Calibrating the Compass
My approach to development so far had been to bench test the components and the code and then move them over into the car. This meant that most of my testing and calibration was done outside the scope of the electrical and magnetic environment added by the cars components, such the DC permanent magnet drive motor, the steering servo (which also contains a PM motor) and the various magnetic-field-altering aspects of the car. I quickly learned that all my carefully calibrated subsystems did not behave as I expected when I took the car outside for test runs. In fact, the car seemed at times to have a mind of its own, steering wildly from side to side one minute, then seeming to driver rather well the next. I had two culprits in mind; the GPS subsystem and the magnetic compass. As it turns out, both needed work, and for different reasons than I first suspected. This section will focus on the compass and what it took to get it operating correctly.
To be more precise, my car uses a 3 axis magnetometer, not a compass. A compass is a magnetized needle that swings under influence of the earth's magnetic field until it aligns itself along the N/S lines of force. The magnetometer in my car, however, contains three sensors that sense the relative strength of the magnetic field in three perpendicular axes; X, Y and Z. The some of these three readings then form a vector that supposed to point in the direction as a compass needed. However, how well this works depends on several things. First, it assumes that all three magnetic sensors are all functionally equivalent and would all return the same reading if their positions in the device were interchanged. However, due to manufacturing tolerances and variations, this is usually not true. So, as a first step, we need some way to compensate for these differences. Second, the big permanent magnet motor at the rear of the car does exert a distorting effect on the Earth's magnetic field, as do the other magnetic components in the car.

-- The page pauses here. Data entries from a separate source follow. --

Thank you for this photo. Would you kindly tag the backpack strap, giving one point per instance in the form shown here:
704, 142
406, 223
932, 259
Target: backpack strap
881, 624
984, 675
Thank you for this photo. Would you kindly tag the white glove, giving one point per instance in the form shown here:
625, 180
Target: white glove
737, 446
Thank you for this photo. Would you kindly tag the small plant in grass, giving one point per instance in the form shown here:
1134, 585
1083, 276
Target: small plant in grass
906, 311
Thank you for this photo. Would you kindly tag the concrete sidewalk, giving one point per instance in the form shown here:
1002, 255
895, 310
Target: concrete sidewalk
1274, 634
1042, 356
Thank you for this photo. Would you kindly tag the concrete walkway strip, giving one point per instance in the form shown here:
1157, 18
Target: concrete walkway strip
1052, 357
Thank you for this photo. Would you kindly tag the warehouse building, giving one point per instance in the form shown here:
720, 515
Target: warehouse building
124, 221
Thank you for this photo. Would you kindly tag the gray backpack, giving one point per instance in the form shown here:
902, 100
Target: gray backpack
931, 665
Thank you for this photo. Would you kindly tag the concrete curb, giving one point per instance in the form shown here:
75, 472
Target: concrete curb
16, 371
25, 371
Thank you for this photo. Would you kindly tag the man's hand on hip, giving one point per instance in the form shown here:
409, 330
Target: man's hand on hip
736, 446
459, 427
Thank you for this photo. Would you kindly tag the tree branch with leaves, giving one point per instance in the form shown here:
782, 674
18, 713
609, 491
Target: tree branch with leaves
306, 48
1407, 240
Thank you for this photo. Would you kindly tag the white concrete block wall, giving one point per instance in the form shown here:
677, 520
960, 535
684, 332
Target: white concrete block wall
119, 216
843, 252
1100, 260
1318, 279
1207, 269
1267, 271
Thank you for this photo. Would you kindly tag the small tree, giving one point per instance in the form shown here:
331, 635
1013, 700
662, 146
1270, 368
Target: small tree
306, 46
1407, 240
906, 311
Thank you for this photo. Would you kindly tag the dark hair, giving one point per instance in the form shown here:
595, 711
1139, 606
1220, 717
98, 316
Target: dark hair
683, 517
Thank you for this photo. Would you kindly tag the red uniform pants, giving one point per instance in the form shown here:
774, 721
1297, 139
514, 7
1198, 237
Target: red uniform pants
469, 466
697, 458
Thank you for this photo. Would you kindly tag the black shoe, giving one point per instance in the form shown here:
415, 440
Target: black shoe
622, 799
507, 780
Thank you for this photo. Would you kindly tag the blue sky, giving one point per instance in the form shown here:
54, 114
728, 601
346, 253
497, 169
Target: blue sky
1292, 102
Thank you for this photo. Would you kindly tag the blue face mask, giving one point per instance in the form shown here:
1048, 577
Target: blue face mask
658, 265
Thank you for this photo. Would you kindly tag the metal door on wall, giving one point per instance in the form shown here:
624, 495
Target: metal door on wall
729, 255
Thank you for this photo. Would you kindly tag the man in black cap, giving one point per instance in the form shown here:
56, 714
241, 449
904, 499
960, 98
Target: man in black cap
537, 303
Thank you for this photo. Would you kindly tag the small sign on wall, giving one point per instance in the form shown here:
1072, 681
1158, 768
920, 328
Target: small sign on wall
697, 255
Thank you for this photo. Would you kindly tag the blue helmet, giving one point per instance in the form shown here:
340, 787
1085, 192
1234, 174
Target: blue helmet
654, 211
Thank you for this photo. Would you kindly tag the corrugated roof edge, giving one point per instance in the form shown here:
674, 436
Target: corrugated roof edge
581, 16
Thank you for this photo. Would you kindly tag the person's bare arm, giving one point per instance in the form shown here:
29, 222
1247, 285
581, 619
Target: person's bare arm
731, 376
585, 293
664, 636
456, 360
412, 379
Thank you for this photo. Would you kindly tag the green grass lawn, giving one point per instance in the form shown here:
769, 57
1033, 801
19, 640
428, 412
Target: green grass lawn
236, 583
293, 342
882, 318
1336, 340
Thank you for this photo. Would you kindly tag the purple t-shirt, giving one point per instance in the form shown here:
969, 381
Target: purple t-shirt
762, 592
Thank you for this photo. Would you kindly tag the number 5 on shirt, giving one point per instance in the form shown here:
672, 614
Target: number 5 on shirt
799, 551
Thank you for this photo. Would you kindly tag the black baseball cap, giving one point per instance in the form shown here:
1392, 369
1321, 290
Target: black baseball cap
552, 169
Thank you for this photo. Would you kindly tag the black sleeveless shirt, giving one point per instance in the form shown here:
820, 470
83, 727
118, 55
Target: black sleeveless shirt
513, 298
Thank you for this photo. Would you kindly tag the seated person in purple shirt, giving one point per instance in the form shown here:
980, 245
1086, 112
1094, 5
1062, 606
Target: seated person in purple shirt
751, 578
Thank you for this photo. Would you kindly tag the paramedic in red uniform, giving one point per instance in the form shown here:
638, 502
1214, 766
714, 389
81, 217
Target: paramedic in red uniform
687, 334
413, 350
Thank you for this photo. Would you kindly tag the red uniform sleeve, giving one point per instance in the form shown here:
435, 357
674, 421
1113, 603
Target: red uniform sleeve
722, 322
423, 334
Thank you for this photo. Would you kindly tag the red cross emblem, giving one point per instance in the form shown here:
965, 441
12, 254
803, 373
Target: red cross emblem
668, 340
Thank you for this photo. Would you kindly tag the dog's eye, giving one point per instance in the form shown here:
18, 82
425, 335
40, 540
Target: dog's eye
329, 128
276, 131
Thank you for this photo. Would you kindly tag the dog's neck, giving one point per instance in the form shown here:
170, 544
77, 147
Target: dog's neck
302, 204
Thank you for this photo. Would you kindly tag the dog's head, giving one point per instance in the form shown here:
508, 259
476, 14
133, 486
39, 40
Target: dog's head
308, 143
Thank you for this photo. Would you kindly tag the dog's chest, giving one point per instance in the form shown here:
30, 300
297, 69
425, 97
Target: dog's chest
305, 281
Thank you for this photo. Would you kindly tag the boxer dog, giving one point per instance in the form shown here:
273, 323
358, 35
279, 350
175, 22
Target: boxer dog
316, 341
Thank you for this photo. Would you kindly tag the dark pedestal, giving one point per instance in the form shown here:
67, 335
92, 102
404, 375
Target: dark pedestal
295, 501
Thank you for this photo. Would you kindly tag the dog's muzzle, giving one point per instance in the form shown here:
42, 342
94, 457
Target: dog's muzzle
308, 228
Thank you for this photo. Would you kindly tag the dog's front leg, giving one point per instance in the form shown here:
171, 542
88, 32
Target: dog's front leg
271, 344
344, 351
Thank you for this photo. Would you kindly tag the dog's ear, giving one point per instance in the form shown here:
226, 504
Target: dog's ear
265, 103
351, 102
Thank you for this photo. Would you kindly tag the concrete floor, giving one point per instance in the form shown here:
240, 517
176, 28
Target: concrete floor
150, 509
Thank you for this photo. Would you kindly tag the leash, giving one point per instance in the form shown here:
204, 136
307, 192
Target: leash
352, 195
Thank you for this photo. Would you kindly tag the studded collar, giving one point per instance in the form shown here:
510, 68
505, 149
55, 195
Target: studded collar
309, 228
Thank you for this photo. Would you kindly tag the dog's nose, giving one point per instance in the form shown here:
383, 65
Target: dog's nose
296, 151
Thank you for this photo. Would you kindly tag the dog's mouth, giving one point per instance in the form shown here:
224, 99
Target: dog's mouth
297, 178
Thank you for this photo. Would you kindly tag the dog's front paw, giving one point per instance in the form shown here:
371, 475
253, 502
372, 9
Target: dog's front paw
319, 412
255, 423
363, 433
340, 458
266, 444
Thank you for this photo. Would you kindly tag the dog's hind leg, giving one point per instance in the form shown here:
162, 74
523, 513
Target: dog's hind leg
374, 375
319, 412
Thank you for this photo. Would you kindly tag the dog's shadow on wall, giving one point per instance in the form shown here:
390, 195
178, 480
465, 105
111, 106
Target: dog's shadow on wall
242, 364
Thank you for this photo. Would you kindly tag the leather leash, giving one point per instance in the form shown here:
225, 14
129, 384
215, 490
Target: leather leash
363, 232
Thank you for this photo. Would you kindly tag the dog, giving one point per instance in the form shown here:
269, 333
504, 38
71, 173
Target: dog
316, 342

One easy way to visualize the effect of all these distortions is to spin the magnetometer around, for example, the Z axis while recording the values returned by the X and Y sensors. I did this using my original HMC5883L magnetometer, then used Excel to display an X/Y point plot of the data. If the magnetometer was properly calibrated, the result should have been a circle centered on the X/Y axes. Instead, this is what I got:
As you can see, the circle is not centered on X and Y but is, instead, shifted down and to the left. So, this started to explain some of my car's erratic behavior. However, this data was gathered on my desktop with the HMC5883L magnetometer no where near the big PM motor in the car. So, the next step was to perform the same check using the new magnetometer contained in the LSM303DLM chip in the Pololu MinIMU-9. I was very curious to see what this test would show, as the car had seemed to perform worse once I replaced the HMC5883L with the MinIMU-9 and had gone to all the trouble of adding in the complex code needed to perform tilt compensation. The result was more surprising than I expected:
As the plot shows, the origin was outside the circle formed by the X/Y readings! So, it was instantly clear why car performed worse with this new magnetometer. In thinking about the graph, I realized that my car's motor was located to the left rear of the car, so it seems quite likely that this explains the distortion. Fortunately, the fix is rather easy, I simply calculate the offset from the origin and subtract it from the readings before performing the trigonometric math needed to compute the compass heading.